Double blarg. I'm not even sure what that one means. "May" zoom past Earth? Has it not yet made up its mind? Those fickle space rocks!

Other such articles can be found, each more spittle-flecked than the last. I swear, sometimes I think the most danger I'm in from asteroids is the headache I get from pounding my forehead against my desk.

So what's the deal here?

The asteroid is called 163348 (2002 NN4); I'll call it NN4 for short. It's actually a rather interesting rock; it's what's called an Aten asteroid, meaning most of its orbit is closer to the Sun than the Earth, but is elliptical enough that the bit where the asteroid is farthest from the Sun brings it close to or even crossing Earth's orbit.

The orbit of the asteroid 2002 NN4 takes it closer to the Sun than Venus, and out almost as far as Mars. An impact with Earth is extremely unlikely for at least the next century, if not much more. Credit: NASA/JPL

Its orbit is slightly tilted with respect to ours (by about 5°), so in general even when it's closest to Earth an impact is pretty unlikely. It will pass relatively close to the Earth on Saturday night/Sunday morning at 03:20 UTC (11:20PM Eastern US time) at a distance of just over 5 million kilometers.

That's a decent haul. It's well over a dozen times the distance of the Moon. So this is quite a clean miss, and there's nothing to worry about.

I'll note that it does meet the definition of a Potentially Hazardous Asteroid, one that's larger than 140 meters in size that gets within 7.5 million kilometers of Earth. But that just means that someday, perhaps not for a long, long time, it could pose an impact threat. However, its orbit is determined well enough to know that it won't get anywhere near Earth for a long time (the next closest pass is in 2070, when it gets to 1.5 million km from us; I'll note in 1965 it passed even closer, at about 1.1 million km).
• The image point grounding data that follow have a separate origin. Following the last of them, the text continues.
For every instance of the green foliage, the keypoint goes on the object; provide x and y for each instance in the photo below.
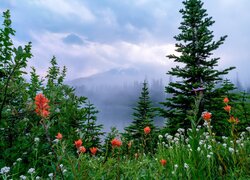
(143, 117)
(196, 72)
(89, 131)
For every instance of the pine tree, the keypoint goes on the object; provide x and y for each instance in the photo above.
(89, 130)
(196, 72)
(143, 117)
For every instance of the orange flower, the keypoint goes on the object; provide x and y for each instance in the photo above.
(206, 116)
(129, 144)
(93, 150)
(163, 162)
(59, 136)
(233, 120)
(116, 143)
(136, 155)
(82, 149)
(225, 100)
(42, 107)
(147, 130)
(78, 143)
(227, 108)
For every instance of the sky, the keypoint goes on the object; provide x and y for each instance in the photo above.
(94, 36)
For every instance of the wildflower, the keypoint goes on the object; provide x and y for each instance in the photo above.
(181, 130)
(160, 136)
(209, 147)
(59, 136)
(206, 116)
(56, 141)
(129, 144)
(4, 170)
(186, 165)
(64, 171)
(225, 100)
(50, 175)
(93, 150)
(116, 143)
(224, 137)
(147, 130)
(233, 120)
(136, 155)
(227, 108)
(23, 177)
(163, 162)
(82, 149)
(36, 139)
(42, 107)
(231, 149)
(169, 137)
(31, 171)
(78, 143)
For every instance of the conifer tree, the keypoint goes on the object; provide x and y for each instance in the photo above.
(143, 117)
(90, 131)
(196, 67)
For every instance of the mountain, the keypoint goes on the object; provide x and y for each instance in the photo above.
(118, 76)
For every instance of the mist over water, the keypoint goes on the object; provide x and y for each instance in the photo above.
(116, 97)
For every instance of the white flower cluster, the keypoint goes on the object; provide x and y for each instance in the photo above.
(4, 170)
(31, 171)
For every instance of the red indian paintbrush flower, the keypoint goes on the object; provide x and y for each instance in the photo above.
(147, 130)
(78, 143)
(42, 107)
(116, 143)
(59, 136)
(93, 150)
(233, 120)
(82, 149)
(163, 162)
(227, 108)
(206, 116)
(226, 100)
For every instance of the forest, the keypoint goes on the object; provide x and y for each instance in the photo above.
(196, 126)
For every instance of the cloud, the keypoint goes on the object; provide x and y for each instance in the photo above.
(94, 57)
(73, 39)
(67, 9)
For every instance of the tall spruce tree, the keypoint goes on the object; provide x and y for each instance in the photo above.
(143, 117)
(90, 131)
(196, 72)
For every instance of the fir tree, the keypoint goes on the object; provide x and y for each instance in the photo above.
(143, 117)
(196, 72)
(90, 132)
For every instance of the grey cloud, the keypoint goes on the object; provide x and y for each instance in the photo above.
(73, 39)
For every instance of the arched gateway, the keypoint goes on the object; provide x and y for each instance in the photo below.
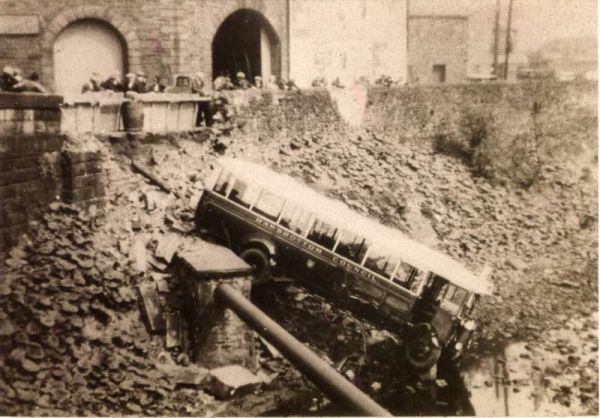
(85, 47)
(246, 42)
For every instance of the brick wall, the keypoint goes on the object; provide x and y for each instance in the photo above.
(35, 170)
(161, 36)
(437, 40)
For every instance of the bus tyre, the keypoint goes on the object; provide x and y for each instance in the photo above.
(421, 347)
(259, 262)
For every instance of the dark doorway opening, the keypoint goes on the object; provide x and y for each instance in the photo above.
(245, 42)
(439, 73)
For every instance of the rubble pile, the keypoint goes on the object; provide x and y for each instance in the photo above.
(72, 341)
(437, 200)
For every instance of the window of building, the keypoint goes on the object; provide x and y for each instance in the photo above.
(439, 73)
(243, 193)
(268, 205)
(352, 246)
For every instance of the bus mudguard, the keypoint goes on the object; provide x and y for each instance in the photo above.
(261, 241)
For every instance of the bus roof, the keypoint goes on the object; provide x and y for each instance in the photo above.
(338, 214)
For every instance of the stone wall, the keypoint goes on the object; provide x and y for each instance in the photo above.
(161, 37)
(424, 111)
(35, 167)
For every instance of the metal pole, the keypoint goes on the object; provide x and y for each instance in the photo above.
(496, 38)
(308, 363)
(508, 42)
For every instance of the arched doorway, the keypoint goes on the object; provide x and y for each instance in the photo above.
(85, 47)
(246, 42)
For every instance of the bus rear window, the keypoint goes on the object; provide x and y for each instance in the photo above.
(243, 194)
(222, 183)
(268, 205)
(323, 234)
(352, 247)
(454, 298)
(381, 262)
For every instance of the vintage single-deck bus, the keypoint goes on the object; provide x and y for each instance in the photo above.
(273, 221)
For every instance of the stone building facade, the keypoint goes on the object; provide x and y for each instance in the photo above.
(437, 48)
(160, 37)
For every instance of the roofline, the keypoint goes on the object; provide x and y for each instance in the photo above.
(432, 16)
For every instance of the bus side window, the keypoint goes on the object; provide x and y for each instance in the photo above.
(294, 218)
(243, 194)
(352, 247)
(222, 183)
(381, 262)
(416, 279)
(405, 275)
(323, 234)
(268, 205)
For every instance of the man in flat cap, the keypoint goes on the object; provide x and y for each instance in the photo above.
(241, 81)
(93, 85)
(140, 82)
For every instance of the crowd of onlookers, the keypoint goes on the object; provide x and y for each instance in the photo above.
(12, 80)
(197, 84)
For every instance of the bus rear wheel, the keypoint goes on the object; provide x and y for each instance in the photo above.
(259, 261)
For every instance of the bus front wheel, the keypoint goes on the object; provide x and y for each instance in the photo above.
(259, 261)
(422, 348)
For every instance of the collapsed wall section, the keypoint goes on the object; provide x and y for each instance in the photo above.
(35, 167)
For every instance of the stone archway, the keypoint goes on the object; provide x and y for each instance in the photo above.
(76, 53)
(246, 41)
(106, 16)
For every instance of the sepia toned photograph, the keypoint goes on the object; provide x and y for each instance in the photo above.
(298, 208)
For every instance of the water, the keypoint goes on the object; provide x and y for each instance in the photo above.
(509, 382)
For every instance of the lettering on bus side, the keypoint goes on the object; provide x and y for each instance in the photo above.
(347, 265)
So it's clearly not an issue, despite the headlines. While yes, it is technically heading toward us, it's not heading directly toward us, so that first headline is at best very misleading (and they got the velocity wrong; it'll pass us at 40,000 kph, which is 24,000 mph, so way faster than they said). And there's no question it will zoom past us; there's no "may" involved. We understand orbital dynamics well enough to send spacecraft to these rocks, so we know its position and trajectory pretty well at this point. It'll miss.

Another funny thing is its size. It's small enough to just be a dot in telescopes, so we can't directly measure its diameter. However, we know how far away it is, and how bright it appears; if we know how reflective it is, that tells us its size (a highly reflective object will be bright even if it's small, but a darker object has be much bigger to be that bright). The size range listed in the tabloid articles is 250–570 meters in diameter, which represents a reflectivity of 30% down to 5%; most asteroids are dark, so the larger size is more likely.

Dr. Amy Mainzer, of NASA's NEOWISE mission, describes how asteroids are found in the infrared.

There's a better way to get asteroids sizes, though, and that's to look in the thermal infrared, where an asteroid's brightness is a product of its temperature. This has the advantage of not needing to know how reflective it is, so the asteroid's size can be directly calculated. I found a paper that actually listed this for NN4*, and they have it as 735 meters across.

The asteroid 1288 Santa (1933 QM) glows red in the image from NASA’s WISE observatory. Is the color due to a reindeer’s nose, or perhaps a hat? No, it’s just the way the asteroid emits infrared light. The asteroid’s motion makes it appear as a series of dots in this composite mosaic of multiple images. Credit: NASA/WISE/Amy Mainzer

That's pretty big, and ironically way bigger than the breathless tabloid articles state. Heh.

But it doesn't matter here, because it'll miss us by millions of kilometers either way.

The lesson here is don't get your news from tabloids. They're in the business of selling clicks. I'm in the business of communicating science, which means I endeavor to be as accurate as I can. And in this case, I can accurately communicate that when it comes to this asteroid, for now and for the foreseeable future, the sky is not falling.


*The paper gives the physical characteristics of 170 near-Earth asteroids in a table you have to look at online; they use the designation G3348 for the NN4.